Domo provides more than 1,000 built-in integrations — called connectors — that allow users to transfer data to and from on-premises and cloud external systems. Domo also supports building custom apps that integrate with the platform, which allows developers to extend the system with immediate access to the connectors and visualization tools. Domo comes as a single platform that includes a data warehouse and ETL software, so businesses that already have their own data warehouse and data pipeline set up may want to look elsewhere.
Cloud-based Looker provides an intuitive drag-and-drop interface that’s easy to use. It offers data analytics and management, business intelligence, and advanced visualization capabilities. The tool’s multi-cloud strategy supports the use of various data sources and deployment methods. Looker also easily connects with an array of databases, including Snowflake and Amazon Redshift. It has a built-in code editor that allows data analysts to modify generated models.
MicroStrategy merges self-service data preparation and visual data discovery in an enterprise BI and analytics platform. MicroStrategy provides out-of-the-box gateways and native drivers that connect to any enterprise resource, including databases, mobile device management (MDM) systems, enterprise directories, cloud applications and physical access control systems. Its embedded analytics tool allows MicroStrategy to be embedded in other web pages and applications such as portals, CRM tools, chatbots and even voice assistants like Alexa.

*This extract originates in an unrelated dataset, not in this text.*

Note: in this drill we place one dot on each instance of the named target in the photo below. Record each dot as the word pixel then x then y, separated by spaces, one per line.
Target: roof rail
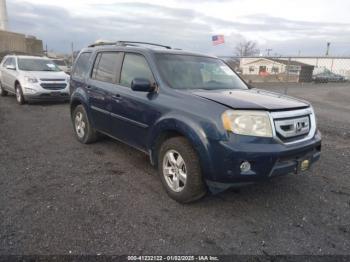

RapidMiner provides all the technology users need to integrate, clean, and transform data before they run predictive analytics and statistical models. Users can perform nearly all of this through a simple graphical interface. RapidMiner can also be extended using R and Python scripts, and numerous third-party plugins are available through the company’s marketplace. However, the product is heavily optimized for its graphical interface so that analysts can prepare data and run models on their own.